(208d) Identifying Regulatory Mechanisms Driving Adaptive Transitions and Treatment Escape in Glioblastoma Stem-like Cells to Improve Drug Efficacy | AIChE

(208d) Identifying Regulatory Mechanisms Driving Adaptive Transitions and Treatment Escape in Glioblastoma Stem-like Cells to Improve Drug Efficacy

Authors 

Park, J. - Presenter, Institute For Systems Biology
Intratumoral heterogeneity, a defining feature of glioblastoma (GBM), hinders our ability to treat this disease effectively. Heterogeneous GBM tumor cell populations harbor a rare subpopulation of cells that exhibit stem cell-like properties and have tumorigenic properties, making them a clinically relevant target. Moreover, these GBM stem-like cells (GSCs) can undergo adaptive transitions that enable them to escape drug treatment. Multiple studies have shown that GSCs undergo drug-induced transitions from a drug-susceptible proneural molecular subtype to a more drug-resistant, aggressive mesenchymal subtype, i.e., proneural-to-mesenchymal transition (PMT). Here, we characterized the longitudinal response of two patient-derived GSC (PD-GSC) populations, one sensitive and one resistant to the drug pitavastatin, a statin having anti-proliferative effects on glioma cells.
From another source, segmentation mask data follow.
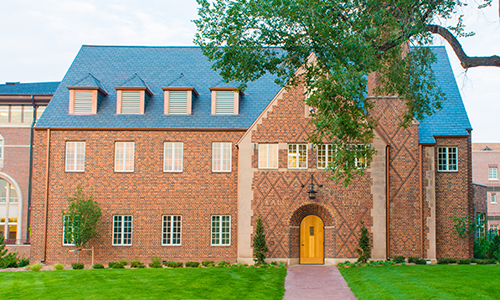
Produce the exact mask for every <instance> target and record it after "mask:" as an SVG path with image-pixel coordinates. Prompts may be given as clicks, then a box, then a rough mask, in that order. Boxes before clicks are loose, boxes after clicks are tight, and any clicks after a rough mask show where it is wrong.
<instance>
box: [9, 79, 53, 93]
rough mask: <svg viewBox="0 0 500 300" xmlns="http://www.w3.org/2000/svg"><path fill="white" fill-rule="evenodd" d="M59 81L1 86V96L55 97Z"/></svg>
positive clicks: (14, 84)
mask: <svg viewBox="0 0 500 300" xmlns="http://www.w3.org/2000/svg"><path fill="white" fill-rule="evenodd" d="M59 83H60V82H59V81H54V82H33V83H19V82H15V83H14V82H13V83H9V84H0V94H4V95H53V94H54V93H55V91H56V89H57V87H58V86H59Z"/></svg>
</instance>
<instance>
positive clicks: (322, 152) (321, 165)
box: [317, 144, 335, 169]
mask: <svg viewBox="0 0 500 300" xmlns="http://www.w3.org/2000/svg"><path fill="white" fill-rule="evenodd" d="M334 152H335V150H334V147H333V145H330V144H323V145H319V146H318V149H317V154H318V163H317V168H318V169H326V168H327V167H328V166H329V165H330V164H331V163H332V162H333V154H334Z"/></svg>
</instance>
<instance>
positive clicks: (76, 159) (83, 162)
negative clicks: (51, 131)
mask: <svg viewBox="0 0 500 300" xmlns="http://www.w3.org/2000/svg"><path fill="white" fill-rule="evenodd" d="M70 144H74V146H73V148H72V149H73V150H74V151H73V153H72V154H73V159H72V161H70V162H69V163H68V158H69V154H70V147H68V146H69V145H70ZM81 145H83V153H80V154H82V155H83V168H82V169H78V154H79V153H78V149H79V147H78V146H81ZM86 147H87V145H86V143H85V142H82V141H67V142H66V159H65V161H66V169H65V170H66V172H85V151H86ZM80 149H81V148H80Z"/></svg>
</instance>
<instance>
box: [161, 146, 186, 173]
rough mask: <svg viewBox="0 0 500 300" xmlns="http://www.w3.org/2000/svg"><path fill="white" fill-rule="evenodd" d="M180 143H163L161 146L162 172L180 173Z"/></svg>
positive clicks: (180, 169)
mask: <svg viewBox="0 0 500 300" xmlns="http://www.w3.org/2000/svg"><path fill="white" fill-rule="evenodd" d="M183 147H184V144H183V143H182V142H165V144H164V146H163V171H164V172H182V159H183Z"/></svg>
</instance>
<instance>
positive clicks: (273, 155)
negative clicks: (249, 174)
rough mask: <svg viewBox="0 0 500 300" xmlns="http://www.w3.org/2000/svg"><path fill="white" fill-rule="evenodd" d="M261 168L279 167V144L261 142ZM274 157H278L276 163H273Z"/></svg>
mask: <svg viewBox="0 0 500 300" xmlns="http://www.w3.org/2000/svg"><path fill="white" fill-rule="evenodd" d="M258 151H259V153H258V158H259V169H277V168H278V166H279V144H259V149H258ZM272 157H275V158H276V165H271V163H273V161H272V160H271V158H272Z"/></svg>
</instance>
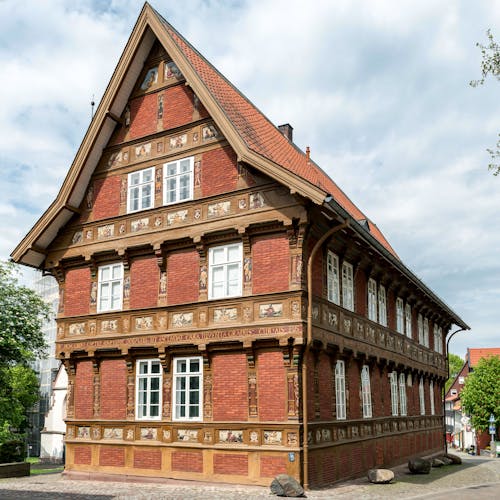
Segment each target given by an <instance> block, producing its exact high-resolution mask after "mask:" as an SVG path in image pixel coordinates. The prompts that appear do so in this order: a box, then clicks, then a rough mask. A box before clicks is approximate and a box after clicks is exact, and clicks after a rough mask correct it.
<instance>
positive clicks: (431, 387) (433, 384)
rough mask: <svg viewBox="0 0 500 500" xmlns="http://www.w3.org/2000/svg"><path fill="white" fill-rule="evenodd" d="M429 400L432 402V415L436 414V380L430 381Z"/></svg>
mask: <svg viewBox="0 0 500 500" xmlns="http://www.w3.org/2000/svg"><path fill="white" fill-rule="evenodd" d="M429 402H430V403H431V415H435V414H436V408H435V407H434V380H431V381H430V383H429Z"/></svg>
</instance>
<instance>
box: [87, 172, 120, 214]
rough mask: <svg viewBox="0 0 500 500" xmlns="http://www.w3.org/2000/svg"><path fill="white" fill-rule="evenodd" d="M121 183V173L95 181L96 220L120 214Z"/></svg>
mask: <svg viewBox="0 0 500 500" xmlns="http://www.w3.org/2000/svg"><path fill="white" fill-rule="evenodd" d="M120 185H121V178H120V176H119V175H112V176H110V177H106V178H105V179H96V180H95V181H94V206H93V210H92V218H93V219H94V220H101V219H106V218H108V217H116V216H118V215H119V214H120Z"/></svg>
Our results showed that distinctive adaptive transitions occurred between the two phenotypes – the resistant PD-GSCs transition into multiple distinct transcriptional states while the surviving sensitive PD-GSCs underwent PMT, transitioning across continuum of states to become resistant to pitavastatin. To elucidate the regulatory mechanisms underlying these distinctive responses, we used single-cell RNA-seq profiling and network inference and developed two distinct models of TF-TF interaction networks that putatively drove the transcriptional responses of each drug-response phenotype. Interestingly, distinct TF-TF network topologies characterized each PD-GSC population – a highly interconnected network defined the responsive PD-GSC drug response while a sparse network defined the resistant PD-GSC response. To understand how these distinct topologies contributed to the dynamic responses of these PD-GSCs, we created ODE models to simulate the dynamics of the TF-TF networks and showed that network topologies are a driving factor in the types of phenotypic transitions exhibited by each PD-GSC population. Finally, through in silico perturbation simulations, we identified and experimentally verified multiple TF targets that when knocked down in vitro via siRNAs led to increased cell death during pitavastatin treatment. Our results highlight the need to understand the non-genetic mechanisms associated with cell state transitions and may open an avenue toward the development of new therapeutic strategies aimed at preventing adaptive transitions that enable GSCs to escape treatment.